The versatility of trees astounds me! As early man discovered, I can chop two-thirds of the way through the stem near ground level with an axe, then bend and split this tree down to be woven and intertwined with other trees treated in the same way!

The wonder is that the trees (now referred to as ‘pleachers’) will continue to grow using the thin strip of retained bark and so form a living fence. Shoots will sprout not only from the pleacher but also from the stump of the tree, and will all grow up to be laid over again in 8 or 10 years time.

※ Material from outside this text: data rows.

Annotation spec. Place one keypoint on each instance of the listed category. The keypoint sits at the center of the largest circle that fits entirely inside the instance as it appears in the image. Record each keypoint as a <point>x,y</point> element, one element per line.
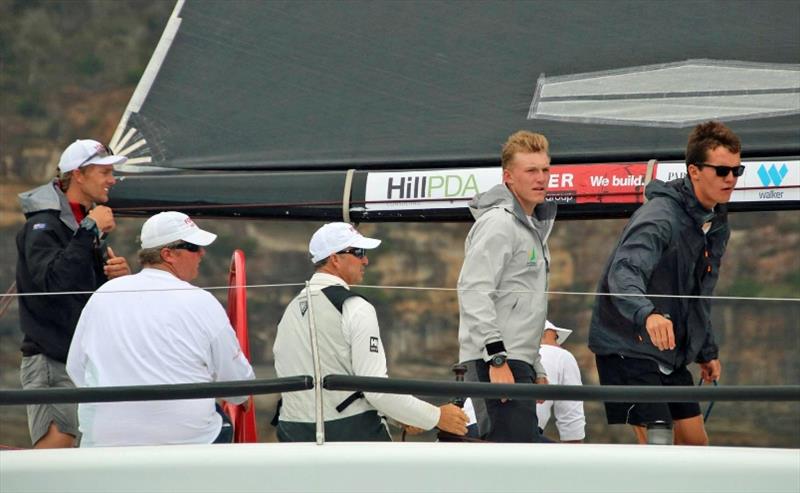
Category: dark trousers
<point>513,420</point>
<point>226,432</point>
<point>364,427</point>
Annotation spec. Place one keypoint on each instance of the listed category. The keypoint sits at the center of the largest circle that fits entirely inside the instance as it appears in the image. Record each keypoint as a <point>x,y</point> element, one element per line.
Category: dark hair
<point>708,136</point>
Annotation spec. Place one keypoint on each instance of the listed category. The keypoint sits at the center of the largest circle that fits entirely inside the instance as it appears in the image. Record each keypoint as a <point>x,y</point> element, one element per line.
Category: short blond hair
<point>523,141</point>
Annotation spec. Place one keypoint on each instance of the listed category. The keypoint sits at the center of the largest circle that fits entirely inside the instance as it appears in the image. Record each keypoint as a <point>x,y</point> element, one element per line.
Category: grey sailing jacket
<point>663,251</point>
<point>501,289</point>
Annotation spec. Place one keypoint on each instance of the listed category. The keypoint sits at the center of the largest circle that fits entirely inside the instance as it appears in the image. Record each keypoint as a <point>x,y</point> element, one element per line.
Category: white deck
<point>412,467</point>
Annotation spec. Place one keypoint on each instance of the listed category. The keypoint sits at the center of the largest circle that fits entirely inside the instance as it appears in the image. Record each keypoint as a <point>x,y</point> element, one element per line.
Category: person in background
<point>349,344</point>
<point>562,369</point>
<point>61,248</point>
<point>155,328</point>
<point>502,287</point>
<point>671,249</point>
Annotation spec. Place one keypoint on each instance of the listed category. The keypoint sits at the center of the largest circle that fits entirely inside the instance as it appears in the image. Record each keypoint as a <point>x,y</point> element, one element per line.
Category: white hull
<point>412,467</point>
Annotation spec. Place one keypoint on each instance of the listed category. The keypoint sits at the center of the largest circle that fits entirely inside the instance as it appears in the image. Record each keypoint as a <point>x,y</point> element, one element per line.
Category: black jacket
<point>662,251</point>
<point>53,254</point>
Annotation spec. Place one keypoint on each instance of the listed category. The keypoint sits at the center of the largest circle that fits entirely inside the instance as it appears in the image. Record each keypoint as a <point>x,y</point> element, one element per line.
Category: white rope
<point>424,288</point>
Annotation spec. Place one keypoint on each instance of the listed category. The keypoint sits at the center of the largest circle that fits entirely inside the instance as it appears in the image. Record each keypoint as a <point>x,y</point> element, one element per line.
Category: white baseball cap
<point>561,334</point>
<point>335,237</point>
<point>85,152</point>
<point>166,227</point>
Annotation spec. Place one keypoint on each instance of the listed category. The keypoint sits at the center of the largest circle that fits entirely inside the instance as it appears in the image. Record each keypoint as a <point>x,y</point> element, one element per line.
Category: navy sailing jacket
<point>53,254</point>
<point>662,250</point>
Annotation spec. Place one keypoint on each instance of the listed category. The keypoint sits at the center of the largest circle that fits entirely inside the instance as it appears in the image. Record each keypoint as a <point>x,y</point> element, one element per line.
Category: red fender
<point>244,423</point>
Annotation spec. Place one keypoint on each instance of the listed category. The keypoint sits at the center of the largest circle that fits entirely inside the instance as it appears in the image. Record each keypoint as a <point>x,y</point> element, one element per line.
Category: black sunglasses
<point>185,245</point>
<point>356,252</point>
<point>722,171</point>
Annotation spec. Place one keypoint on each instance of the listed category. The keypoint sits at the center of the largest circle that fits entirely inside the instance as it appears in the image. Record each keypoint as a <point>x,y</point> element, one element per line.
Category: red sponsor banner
<point>620,183</point>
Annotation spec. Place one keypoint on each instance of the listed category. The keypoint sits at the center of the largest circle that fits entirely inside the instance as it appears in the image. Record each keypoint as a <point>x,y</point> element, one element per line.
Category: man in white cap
<point>562,369</point>
<point>155,328</point>
<point>349,344</point>
<point>62,248</point>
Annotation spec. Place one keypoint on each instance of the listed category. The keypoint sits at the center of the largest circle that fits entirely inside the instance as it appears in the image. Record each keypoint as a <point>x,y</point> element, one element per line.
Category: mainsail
<point>269,104</point>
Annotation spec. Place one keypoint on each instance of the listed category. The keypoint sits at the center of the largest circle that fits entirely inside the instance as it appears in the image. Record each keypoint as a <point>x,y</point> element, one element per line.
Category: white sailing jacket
<point>349,344</point>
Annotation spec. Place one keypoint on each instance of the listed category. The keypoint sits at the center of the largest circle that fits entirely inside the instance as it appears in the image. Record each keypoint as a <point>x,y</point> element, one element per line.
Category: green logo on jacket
<point>532,258</point>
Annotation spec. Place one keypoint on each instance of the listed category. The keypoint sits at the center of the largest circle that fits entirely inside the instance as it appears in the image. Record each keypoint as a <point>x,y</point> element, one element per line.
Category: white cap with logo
<point>85,152</point>
<point>561,334</point>
<point>335,237</point>
<point>167,227</point>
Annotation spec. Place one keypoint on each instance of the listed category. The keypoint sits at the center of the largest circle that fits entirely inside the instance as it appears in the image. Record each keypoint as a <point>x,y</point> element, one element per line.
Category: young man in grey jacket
<point>673,246</point>
<point>502,287</point>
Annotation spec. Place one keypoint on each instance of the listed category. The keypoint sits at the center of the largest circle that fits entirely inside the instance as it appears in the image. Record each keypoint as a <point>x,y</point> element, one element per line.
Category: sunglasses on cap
<point>104,151</point>
<point>185,245</point>
<point>356,252</point>
<point>722,171</point>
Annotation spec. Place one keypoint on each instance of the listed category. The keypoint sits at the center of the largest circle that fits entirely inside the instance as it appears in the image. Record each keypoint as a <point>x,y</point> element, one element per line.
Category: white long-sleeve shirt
<point>160,330</point>
<point>355,350</point>
<point>562,369</point>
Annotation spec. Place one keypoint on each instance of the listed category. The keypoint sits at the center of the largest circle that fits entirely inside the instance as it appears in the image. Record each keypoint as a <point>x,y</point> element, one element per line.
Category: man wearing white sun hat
<point>155,328</point>
<point>562,369</point>
<point>349,344</point>
<point>62,247</point>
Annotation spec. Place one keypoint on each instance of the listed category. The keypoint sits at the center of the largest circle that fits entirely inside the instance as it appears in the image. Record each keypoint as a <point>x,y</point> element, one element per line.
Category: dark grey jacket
<point>662,251</point>
<point>53,254</point>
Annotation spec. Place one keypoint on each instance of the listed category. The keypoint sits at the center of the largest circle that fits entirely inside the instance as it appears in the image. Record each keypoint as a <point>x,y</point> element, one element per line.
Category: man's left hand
<point>115,266</point>
<point>711,370</point>
<point>541,381</point>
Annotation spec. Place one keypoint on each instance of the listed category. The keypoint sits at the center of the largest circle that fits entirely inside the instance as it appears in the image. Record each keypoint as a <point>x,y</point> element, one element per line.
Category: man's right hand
<point>452,419</point>
<point>501,374</point>
<point>104,218</point>
<point>660,330</point>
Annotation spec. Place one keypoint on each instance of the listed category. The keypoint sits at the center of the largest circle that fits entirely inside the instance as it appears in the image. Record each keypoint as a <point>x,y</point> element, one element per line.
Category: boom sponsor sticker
<point>761,181</point>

Hazel and Hawthorn laid this year

Benefits of hedgelaying are so many. As a boundary method hedgelaying produces a thick, dense barrier which can be made stock-proof if there are sufficient numbers of blackthorn or hawthorn trees in the hedge. The woven hedge now grows all the fruits, berries and nuts to support maximum wildlife, as opposed to a flailed hedge which provides barren fare.  For example, many plants only produce berries on growth which is two years old, so a laid hedge supports wildlife for many years, whilst a flailed hedge is cut every year and produces nothing for wildlife.

I could also mention the physical and creative exercise which laying a hedge gives me and the sense of being a positive force in the landscape.  In addition, two thirds of the wood is cut out of the hedge when laying it, producing big piles of firewood and woodland produce such as bean poles, hurdle making material, sculptural pieces, pea sticks, furniture material etc.